| |
| |
| |
Letterkundig leven uit de juni-tijdschriften.
De Gids.
Wij vinden hier het slot van ‘Sprotje heeft een dienst’. Ik zou gaarne een brok citeeren, b.v. het begin, waar Sprotje voor haar gespaarde vijf en tachtig cent een mutsje heeft gekocht, dat zij nu bevende op past.
‘Pas 'm eens op!’ drong de Juffrouw. Die kon haar oogen nauwelijks gelooven. Een dienstmeisje dat een muts droeg! dááraan had ze, bij het kleine loon dat ze gaf, nog nooit kunnen denken.... een dienstmeisje, dat keurig aan de deur kwam, dat keurig om een boodschap ging....! Juffrouw Jonkers was zoo blij of ze zelf een mooi cadeau kreeg! Zij was vol verwachting, hoo het staan zou....
Met onzekere vingers en in een zwijmeling van geluk zette Sprotje het fijne blanke als een kostbare kroon boven haar mager-bleeke gezichtje....
Toen strikte juffrouw Jonkers zelf de keelbanden dicht, haalde losjes de lussen uit, streek even nog de altijd weer neer sliertende haarplukjes terzijde weg; zij deed twee stappen achteruit, om beter het effect te beoordeelen.
Midden in het keukentje stond het kind, haar oogen neergeslagen; zij zuchtte tweemaal diep uit.... dan gingen de beide handen bevende omhoog en tastten met schroomvolle vingers naar het heerlijke, dat zij droeg.
‘Netjes.... o wat netjes!’ zei de Juffrouw uit den grond van haar hart.
Dien middag werd Sprotje nóg eens om een boodschap gestuurd. - Wat konden ze eens in huis halen, dat er eerdaags toch noodig zou zijn? had juffrouw Jonkers, met een kinderlijke opgetogenheid, staan verzinnen voor haar kast.
Prof. Meyboom schrijft een uitvoerig artikel over ‘Christian Science’. In een Gids-artikel van October 1904 is de stelling verdedigd geworden, dat Jan Luyken een geheel ander man was als de vrome waarvoor hij gemeenlijk gehouden wordt, n.l. een ‘vrijgeest’, ‘atheïst’ zoo goed als Spinoza. Tegen die bewering zijn zoowel ‘De Beweging’, ‘Ons Tijdschrift’ als ‘De Standaard’ in verzet gekomen en dat verzet geeft Dr. C.B. Hylkema aanleiding nogmaals in een artikel de vraag te beantwoorden: ‘Luyken toch van den ouden stempel?’

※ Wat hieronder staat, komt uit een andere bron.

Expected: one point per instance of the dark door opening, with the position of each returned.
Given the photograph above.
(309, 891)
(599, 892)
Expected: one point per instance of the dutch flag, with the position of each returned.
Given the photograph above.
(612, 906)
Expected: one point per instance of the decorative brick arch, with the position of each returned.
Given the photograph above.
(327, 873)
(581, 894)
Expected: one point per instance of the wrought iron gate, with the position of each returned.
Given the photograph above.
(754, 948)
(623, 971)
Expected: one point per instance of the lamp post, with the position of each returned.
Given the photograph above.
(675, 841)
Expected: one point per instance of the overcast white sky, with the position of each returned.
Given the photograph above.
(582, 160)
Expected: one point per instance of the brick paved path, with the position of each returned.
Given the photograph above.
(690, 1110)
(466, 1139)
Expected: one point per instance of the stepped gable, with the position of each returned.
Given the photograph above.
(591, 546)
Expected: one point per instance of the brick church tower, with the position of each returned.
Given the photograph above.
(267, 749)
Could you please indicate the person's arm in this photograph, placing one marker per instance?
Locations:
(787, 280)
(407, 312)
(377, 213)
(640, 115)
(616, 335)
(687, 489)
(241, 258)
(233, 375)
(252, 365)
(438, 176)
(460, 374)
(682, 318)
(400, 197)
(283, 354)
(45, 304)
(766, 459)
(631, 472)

De jonge dichter A. Roland Holst heeft ‘De Gids’ bereid gevonden een paar sonnetten van hem op te nemen; eveneens vinden we verzen van Geerten Gossaert en H.W.J.M. Keuls.

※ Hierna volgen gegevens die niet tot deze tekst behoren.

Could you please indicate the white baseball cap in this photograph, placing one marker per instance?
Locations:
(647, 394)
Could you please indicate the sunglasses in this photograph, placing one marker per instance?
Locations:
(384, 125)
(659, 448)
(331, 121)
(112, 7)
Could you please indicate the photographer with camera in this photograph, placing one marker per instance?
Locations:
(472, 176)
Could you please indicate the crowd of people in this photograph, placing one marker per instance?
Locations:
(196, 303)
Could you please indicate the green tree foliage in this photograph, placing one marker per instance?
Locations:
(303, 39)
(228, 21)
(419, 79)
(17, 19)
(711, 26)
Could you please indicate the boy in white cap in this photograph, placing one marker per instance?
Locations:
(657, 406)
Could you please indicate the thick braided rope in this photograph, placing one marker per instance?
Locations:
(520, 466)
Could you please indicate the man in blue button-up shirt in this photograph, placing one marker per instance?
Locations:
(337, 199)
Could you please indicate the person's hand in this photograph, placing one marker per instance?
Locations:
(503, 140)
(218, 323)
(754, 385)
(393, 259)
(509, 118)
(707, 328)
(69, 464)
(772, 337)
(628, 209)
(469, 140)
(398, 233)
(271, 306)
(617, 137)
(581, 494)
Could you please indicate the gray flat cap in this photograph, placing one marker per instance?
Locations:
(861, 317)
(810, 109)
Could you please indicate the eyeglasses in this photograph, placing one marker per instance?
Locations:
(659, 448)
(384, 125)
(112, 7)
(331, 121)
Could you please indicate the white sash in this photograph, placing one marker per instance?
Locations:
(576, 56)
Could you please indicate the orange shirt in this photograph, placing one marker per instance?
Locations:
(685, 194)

Twee jonge Belgische dichters ‘,d'expression française’ (n.l. Fernand Severin van wie een bundel ‘Poèmes’ verscheen, en F. Crommelynck, die een ‘Symbole tragique’ in één acte, onder den titel van ‘Le sculpteur de masques’ in het licht zond - met een woord vooraf van Emile Verhaeren - geven Mr. J.N. van Hall aanleiding te protesteeren tegen een zekere neiging van Vlaamsche zij, om alles wat van Waalschen kant komt dood te zwijgen. Severin wordt door den Gids-redacteur gekarakteriseerd als ‘den dichter van de zachte aandoeningen, van de avondstemmingen’.
De naar het schijnt eerst twintigjarige F. Crommelynck is van een geheel ander temperament. Zijn drama, waarin als in een nachtmerrie ons het kermend gereutel van een stervende vervolgen, begeleidend en onderbrekend tooneelen van overspeligen hartstocht, noemt Mr. van Hall het meest afgrijzenwekkende dat men zich denken kan, - toch het werk van een dichter.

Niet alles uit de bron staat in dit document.